二人とも昨年の出展者どうしで知り合いのためこれまた再会を喜んでいました。ディスプレイを皆で修正したあと、彼女は「私たちにちゃんとサンキュー、って言うのよ。」とお姉さんぶってトレードマークの 100万ドルの笑顔です。
 ちょっと手品のようなティー・サーバーを実演してくれた別のシンガポール・ブースの男性はこの顛末に怪訝な顔です。マレーシア女性のことをタイ語の話せる日本人と思いこんだようです。こちらのシンガポール人は華人だったので「彼女はマレーシア人です。日本人ではありません。あなたがお話になるときは中国語でもOKですよ。」と笑わせました。
 ブルネイのブースでは、政府機関の女性職員が皇太子の結婚式にちなんだ取材の申し込みがテレビ局からあったということで、原稿を書くのに大慌て。すると小柄なまだ若い女性が恥ずかしそうに名刺を出しました。「私はあなたを覚えています。去年、自宅に母を訪ねて来られましたよね。そのときお見かけしました。
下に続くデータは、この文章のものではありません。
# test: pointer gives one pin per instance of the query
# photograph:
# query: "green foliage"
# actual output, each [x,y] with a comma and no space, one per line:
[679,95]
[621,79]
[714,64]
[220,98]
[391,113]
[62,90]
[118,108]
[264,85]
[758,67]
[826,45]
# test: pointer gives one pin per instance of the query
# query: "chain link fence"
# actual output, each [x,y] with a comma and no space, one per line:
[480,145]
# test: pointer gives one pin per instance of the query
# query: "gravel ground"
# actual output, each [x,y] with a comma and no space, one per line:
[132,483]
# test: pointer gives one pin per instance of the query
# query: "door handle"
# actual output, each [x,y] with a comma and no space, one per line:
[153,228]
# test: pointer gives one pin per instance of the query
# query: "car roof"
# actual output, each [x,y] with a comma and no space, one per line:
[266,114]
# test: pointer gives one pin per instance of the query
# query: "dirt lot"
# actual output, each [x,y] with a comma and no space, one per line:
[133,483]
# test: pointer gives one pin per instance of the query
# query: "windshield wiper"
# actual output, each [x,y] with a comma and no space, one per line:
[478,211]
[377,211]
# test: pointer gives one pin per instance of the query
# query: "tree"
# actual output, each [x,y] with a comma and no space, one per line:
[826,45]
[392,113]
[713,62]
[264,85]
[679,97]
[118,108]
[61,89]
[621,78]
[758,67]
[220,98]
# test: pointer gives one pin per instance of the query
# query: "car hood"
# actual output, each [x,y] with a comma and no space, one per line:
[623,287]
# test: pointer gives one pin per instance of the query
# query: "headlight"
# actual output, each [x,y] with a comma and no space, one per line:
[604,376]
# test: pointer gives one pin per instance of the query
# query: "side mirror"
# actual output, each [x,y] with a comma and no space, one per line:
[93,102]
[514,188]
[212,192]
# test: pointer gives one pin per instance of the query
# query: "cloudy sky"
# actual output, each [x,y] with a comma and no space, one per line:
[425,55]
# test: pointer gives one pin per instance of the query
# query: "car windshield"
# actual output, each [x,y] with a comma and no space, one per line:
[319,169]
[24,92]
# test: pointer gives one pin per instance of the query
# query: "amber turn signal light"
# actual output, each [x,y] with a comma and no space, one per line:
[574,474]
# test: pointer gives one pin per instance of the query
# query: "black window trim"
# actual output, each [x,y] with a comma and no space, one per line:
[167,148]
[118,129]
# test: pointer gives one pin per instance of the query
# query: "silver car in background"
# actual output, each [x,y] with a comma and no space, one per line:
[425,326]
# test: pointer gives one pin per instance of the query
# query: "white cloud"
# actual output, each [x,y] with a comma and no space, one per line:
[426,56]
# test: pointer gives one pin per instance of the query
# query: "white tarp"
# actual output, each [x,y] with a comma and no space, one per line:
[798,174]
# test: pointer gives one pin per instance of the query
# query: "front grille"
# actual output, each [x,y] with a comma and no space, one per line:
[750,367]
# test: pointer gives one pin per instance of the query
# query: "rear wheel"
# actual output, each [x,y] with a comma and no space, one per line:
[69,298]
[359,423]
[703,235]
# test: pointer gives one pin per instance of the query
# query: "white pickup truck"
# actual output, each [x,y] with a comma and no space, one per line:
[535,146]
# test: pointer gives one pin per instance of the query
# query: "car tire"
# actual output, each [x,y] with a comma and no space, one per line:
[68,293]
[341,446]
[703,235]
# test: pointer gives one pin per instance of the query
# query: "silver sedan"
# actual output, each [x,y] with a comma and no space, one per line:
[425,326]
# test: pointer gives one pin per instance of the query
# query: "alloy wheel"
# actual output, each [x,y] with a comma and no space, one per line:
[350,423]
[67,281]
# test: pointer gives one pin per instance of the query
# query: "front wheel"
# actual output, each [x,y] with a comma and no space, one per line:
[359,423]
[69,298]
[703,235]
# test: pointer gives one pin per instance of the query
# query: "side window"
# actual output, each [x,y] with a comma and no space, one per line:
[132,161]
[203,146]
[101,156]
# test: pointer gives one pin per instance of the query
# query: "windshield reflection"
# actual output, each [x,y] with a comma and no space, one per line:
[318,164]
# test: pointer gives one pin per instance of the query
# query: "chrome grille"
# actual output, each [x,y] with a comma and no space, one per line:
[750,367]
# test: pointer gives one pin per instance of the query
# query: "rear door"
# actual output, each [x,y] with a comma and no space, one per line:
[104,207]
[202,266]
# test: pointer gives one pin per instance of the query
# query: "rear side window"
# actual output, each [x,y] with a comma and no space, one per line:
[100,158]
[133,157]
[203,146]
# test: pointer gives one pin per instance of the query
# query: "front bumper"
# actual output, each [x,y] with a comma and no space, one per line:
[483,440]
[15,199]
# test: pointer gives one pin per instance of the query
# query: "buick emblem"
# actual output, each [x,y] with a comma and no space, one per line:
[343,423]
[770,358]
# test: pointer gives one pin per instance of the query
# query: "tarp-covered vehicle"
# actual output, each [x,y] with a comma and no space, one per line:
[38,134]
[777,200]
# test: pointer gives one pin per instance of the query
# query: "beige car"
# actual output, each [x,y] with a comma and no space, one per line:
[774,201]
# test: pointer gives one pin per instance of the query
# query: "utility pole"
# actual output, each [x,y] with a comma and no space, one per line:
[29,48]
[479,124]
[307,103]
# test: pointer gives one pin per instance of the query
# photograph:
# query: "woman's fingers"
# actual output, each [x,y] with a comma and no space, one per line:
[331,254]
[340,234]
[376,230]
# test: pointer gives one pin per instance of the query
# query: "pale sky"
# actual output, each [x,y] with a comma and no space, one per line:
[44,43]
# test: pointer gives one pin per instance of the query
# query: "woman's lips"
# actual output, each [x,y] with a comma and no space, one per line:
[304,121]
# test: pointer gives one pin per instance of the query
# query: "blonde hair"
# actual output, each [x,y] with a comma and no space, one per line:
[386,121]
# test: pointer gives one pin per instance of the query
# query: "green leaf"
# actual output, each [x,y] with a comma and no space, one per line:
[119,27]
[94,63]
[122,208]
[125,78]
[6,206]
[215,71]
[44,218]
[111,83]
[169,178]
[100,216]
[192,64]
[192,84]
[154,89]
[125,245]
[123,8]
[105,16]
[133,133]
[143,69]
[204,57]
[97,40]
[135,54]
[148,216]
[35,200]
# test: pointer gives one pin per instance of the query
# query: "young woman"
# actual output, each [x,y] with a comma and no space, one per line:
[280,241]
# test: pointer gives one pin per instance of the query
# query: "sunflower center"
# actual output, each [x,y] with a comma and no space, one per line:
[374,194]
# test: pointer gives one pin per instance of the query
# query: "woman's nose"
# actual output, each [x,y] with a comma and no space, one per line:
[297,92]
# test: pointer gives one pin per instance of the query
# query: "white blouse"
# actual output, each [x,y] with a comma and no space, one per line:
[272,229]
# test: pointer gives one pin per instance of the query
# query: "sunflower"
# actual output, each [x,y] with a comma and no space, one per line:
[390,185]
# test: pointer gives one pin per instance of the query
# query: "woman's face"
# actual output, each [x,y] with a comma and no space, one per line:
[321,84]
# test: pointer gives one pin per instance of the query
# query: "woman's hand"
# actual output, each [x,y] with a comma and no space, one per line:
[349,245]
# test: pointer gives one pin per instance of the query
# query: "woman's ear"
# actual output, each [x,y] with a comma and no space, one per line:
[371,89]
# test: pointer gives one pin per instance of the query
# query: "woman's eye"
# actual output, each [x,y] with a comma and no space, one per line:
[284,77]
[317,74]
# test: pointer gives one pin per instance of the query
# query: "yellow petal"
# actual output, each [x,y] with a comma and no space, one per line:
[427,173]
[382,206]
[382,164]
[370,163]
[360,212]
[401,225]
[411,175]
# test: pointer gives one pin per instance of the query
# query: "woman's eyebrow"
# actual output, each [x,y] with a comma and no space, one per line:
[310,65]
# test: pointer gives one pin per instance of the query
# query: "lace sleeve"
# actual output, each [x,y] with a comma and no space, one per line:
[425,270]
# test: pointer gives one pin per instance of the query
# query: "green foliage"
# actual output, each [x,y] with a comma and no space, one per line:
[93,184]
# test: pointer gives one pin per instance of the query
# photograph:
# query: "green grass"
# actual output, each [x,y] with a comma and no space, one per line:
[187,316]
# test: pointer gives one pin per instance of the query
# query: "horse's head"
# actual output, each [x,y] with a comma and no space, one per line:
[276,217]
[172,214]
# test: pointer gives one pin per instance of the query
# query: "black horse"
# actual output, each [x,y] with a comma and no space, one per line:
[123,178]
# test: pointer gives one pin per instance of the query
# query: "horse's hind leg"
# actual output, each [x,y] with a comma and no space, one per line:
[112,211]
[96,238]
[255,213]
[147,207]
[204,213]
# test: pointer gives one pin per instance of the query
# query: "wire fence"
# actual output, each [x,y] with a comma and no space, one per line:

」社名と商品を見て「お嬢さんだったの?ご両親はお元気でいらっしゃいますか。」「はい、母はもう 2回日本へ来ていますので、今回は私にチャンスをくれました。」彼女の自宅は金糸や銀糸を使った織物工房です。石油と天然ガスの小国ブルネイには企業がそんなにありません。どの企業を訪問するにもホテルから車で15分以内と聞かされていましたが、彼女のところは首都バンダル・スリブガワンの中心から車で 1時間以上離れていました。ブルネイの家は涼しくするためか陶器タイルを張った床が多く、日本のように玄関で靴を脱いで中へ入ります。企業訪問をすると、たいてい最後は記念写真というパターンになっていて、壁には訪問者の写真がずらりと掲げられています。私の写真も彼女の家に飾ってあり、だから顔をよけい覚えているのだろう、と想像すると少し恥ずかしくなりました。